Figure 2: Constantly fluctuating load.

Figure 2: Constantly fluctuating load.

Cyclical loads

Figure 3 shows a load that increases and decreases in a regular and somewhat predictable pattern -- for example, demand goes up during working hours and falls back during evening and nighttime hours. At its peak, this load requires about 20 servers to handle demand, once more assuming 5,000 requests per unit of time per server. It's unreasonable to rotate physical servers in and out 24 hours a day, but virtual servers can easily be provisioned and deprovisioned on a schedule to make sure that server capacity roughly equals demand. Physical servers sitting idle or lightly utilized 12 hours a day represent unwanted CapEx and unnecessary energy consumption. Virtual servers come at a cost as well, but they can be deprovisioned when they're not needed and quickly created again when demand requires it.

Figure 3: Cyclical load that repeats every 24 hours.

Figure 3: Cyclical load that repeats every 24 hours.

Unpredictable bursts

One of the most difficult patterns to deal with from a cost and maintenance standpoint is one that incurs unpredictable bursts (Figure 4). If peaks are predictable -- for example, if the web site serves a pizza-delivery service that experiences higher loads on weekends and holidays -- then extra capacity can be planned for. But if they're not predictable, we must be prepared to deal with them at any time.

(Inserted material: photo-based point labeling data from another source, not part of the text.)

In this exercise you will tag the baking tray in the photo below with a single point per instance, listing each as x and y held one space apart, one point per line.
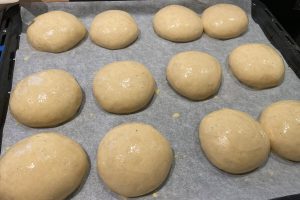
192 176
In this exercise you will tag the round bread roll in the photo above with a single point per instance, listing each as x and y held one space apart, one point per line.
281 121
178 24
194 74
257 65
114 29
123 87
44 166
224 21
55 32
134 159
45 99
233 141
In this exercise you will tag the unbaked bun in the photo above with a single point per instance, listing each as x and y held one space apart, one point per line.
177 23
233 141
134 159
43 166
123 87
281 121
55 31
257 65
224 21
45 99
194 74
114 29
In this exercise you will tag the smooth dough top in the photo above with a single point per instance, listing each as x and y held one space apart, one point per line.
114 29
55 32
178 24
257 65
134 159
46 98
233 141
195 75
45 166
224 21
123 87
281 121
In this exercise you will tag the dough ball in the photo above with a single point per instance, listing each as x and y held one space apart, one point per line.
178 24
55 32
43 166
224 21
114 29
233 141
134 159
194 74
123 87
45 99
281 121
257 65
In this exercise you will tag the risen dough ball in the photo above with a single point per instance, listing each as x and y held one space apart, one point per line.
178 24
257 65
123 87
47 98
134 159
114 29
44 166
233 141
224 21
55 32
195 75
281 121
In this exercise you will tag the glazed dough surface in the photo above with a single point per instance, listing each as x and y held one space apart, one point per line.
123 87
233 141
257 65
45 166
195 75
114 29
224 21
178 24
281 121
134 159
55 32
45 99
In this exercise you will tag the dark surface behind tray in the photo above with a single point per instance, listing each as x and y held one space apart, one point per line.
10 29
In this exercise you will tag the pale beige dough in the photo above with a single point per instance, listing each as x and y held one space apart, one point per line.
114 29
233 141
224 21
194 74
123 87
55 31
134 159
45 99
257 65
45 166
178 24
281 121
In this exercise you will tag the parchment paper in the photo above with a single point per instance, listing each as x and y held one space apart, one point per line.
192 176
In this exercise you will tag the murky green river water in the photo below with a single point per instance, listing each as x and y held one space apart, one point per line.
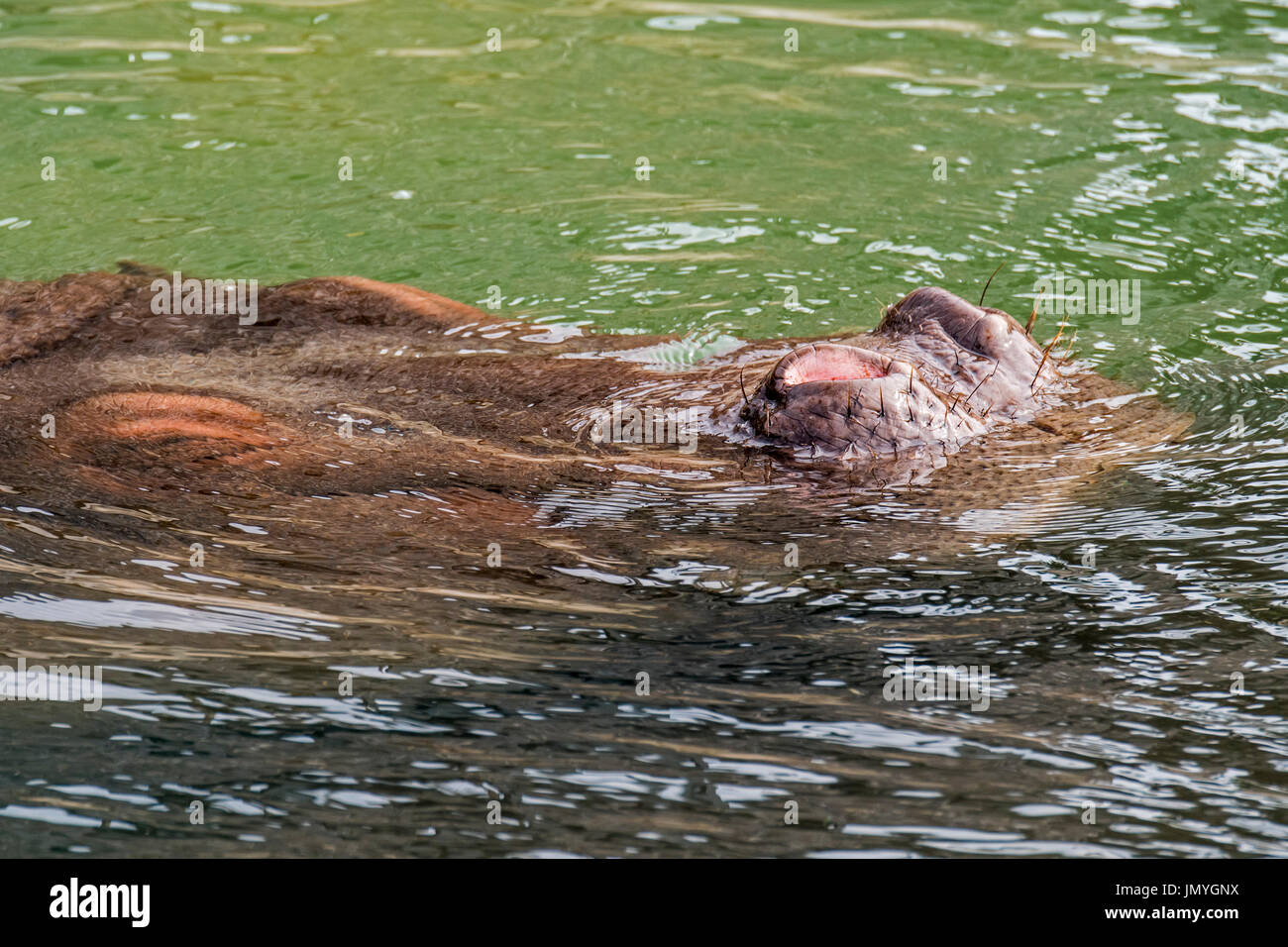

Figure 4: Unpredictable bursts.

Figure 4: Unpredictable bursts.

We may envision excess cost (the cost of servers provisioned to handle peak loads but that are relatively idle during times of lower traffic) as the area between the top of the curve and a horizontal line drawn through the highest point. In that case, the cost of providing capacity for 100,000 requests per unit of time for the load in Figure 4 is substantially higher than the cost of providing equivalent capacity in Figure 3.

If we can anticipate the magnitude of peak demand (not necessarily the timing of it) and don't care about cost, we can provide adequate capacity at all times by provisioning enough servers to handle the highest loads. Cloud computing lets us bring resources online when they're needed and take them offline (and stop incurring charges for them) when they're not. Elasticity is enacted by scaling cloud resources. Let's examine the concept of scaling more closely and see why it is a key factor in the economics of cloud computing.

Check your knowledge

1.

Assume one server can handle 5,000 requests per unit of time, and a web site experiences loads that vary relatively evenly from a low of 5,000 to a peak of 25,000. The site is hosted in the cloud using virtual machines and each VM costs $4 per day. What is the approximate annual difference in cost between providing elastic capacity that is sized to meet demand and constant capacity sized to handle peak loads?